Dans le pénombre, devant lui, Leto distinguait une forma pâle. Il hésita, prêt à activer son bouclier. Mais cela limiterait ses mouvements, étoufferait les sons… et la capture de la cargaison de lasers l’avait empli de doutes.
Silencieusement, il progressa en direction de la forme pâle, qui était une silhouette humaine, celle d’un homme, face contre terre. Leto le retourna du pied tout en brandissant son couteau. Puis il se pencha dans la pâle clarté. C’était Tuek, le contrebandier. Il avait une tache humide sur la poitrine. Ses yeux morts étaient sombres et vides. Leto toucha la tache… Elle était encore tiède.
Pourquoi l’a-t-on tué ici ? se demanda le Duc. Et qui l’a tué ?
Le gémissement étrange était encore plus fort ici. Il venait du passage latéral qui conduisait à la pièce centrale où avait été installé le générateur principal du bouclier de la maison.
La main sur le contact de sa ceinture, le kindjal pointé, le duc contourna le corps, s’avança dans le passage et regarda en direction du générateur. Une autre forme pâle était allongée sur le sol, à quelques pas. Elle gémissait et se mit à ramper vers lui avec une lenteur douloureuse, en haletant, en geignant.
Leto réprima une soudaine frayeur, bondit dans le passage et s’accroupit à côté de la forme rampante. C’était Mapes, la gouvernante fremen. Sa chevelure lui retombait sur le visage et ses effets étaient en désordre. Une trace sombre et brillante apparaissait sur sa poitrine. Leto mit la main sur son épaule et elle se redressa, prenant appui sur ses coudes, levant la tête vers lui, les yeux pleins d’ombre.
« … vous… haleta-t-elle… Tué… garde… envoyé… chercher… Tuek… enfui… M’Dame… vous… vous… ici… non… » Elle retomba en avant et sa tête résonna sur le sol de pierre.
Les doigts de Leto cherchèrent le pouls à ses tempes.
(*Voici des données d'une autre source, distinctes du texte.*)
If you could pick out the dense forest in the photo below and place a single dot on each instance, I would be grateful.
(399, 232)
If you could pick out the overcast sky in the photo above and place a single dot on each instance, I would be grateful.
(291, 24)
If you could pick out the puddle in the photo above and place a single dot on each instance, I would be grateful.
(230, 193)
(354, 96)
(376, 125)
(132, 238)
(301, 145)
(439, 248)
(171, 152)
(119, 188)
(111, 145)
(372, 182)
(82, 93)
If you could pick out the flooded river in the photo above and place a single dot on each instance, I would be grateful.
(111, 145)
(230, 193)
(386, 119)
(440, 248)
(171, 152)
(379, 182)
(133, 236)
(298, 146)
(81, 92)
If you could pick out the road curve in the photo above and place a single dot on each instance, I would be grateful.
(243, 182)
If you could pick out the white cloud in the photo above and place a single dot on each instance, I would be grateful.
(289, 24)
Il n’y en avait plus. Il examina la trace sombre du sang. Elle avait été frappée dans le dos. Par qui ? Ses pensées s’accéléraient. Voulait-elle dire que quelqu’un avait tué le garde ? Et Tuek… Jessica l’avait-elle fait mander ? Pourquoi ?
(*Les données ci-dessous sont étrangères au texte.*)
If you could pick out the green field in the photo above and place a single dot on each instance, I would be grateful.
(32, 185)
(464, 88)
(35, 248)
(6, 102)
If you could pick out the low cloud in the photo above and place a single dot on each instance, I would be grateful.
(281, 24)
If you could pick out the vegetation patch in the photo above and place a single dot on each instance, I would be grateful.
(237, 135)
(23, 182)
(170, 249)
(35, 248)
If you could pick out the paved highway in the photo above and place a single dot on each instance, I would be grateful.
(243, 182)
Il allait se redresser. Un sixième sens l’avertit. Il porta la main au contact de sa ceinture-bouclier. Trop tard. Un coup violent rejeta son bras en arrière. La douleur jaillit et il vit l’aiguille plantée dans sa manche. La paralysie commença à se répandre. Il fit un terrible effort pour lever la tête et regarder vers l’extrémité du passage.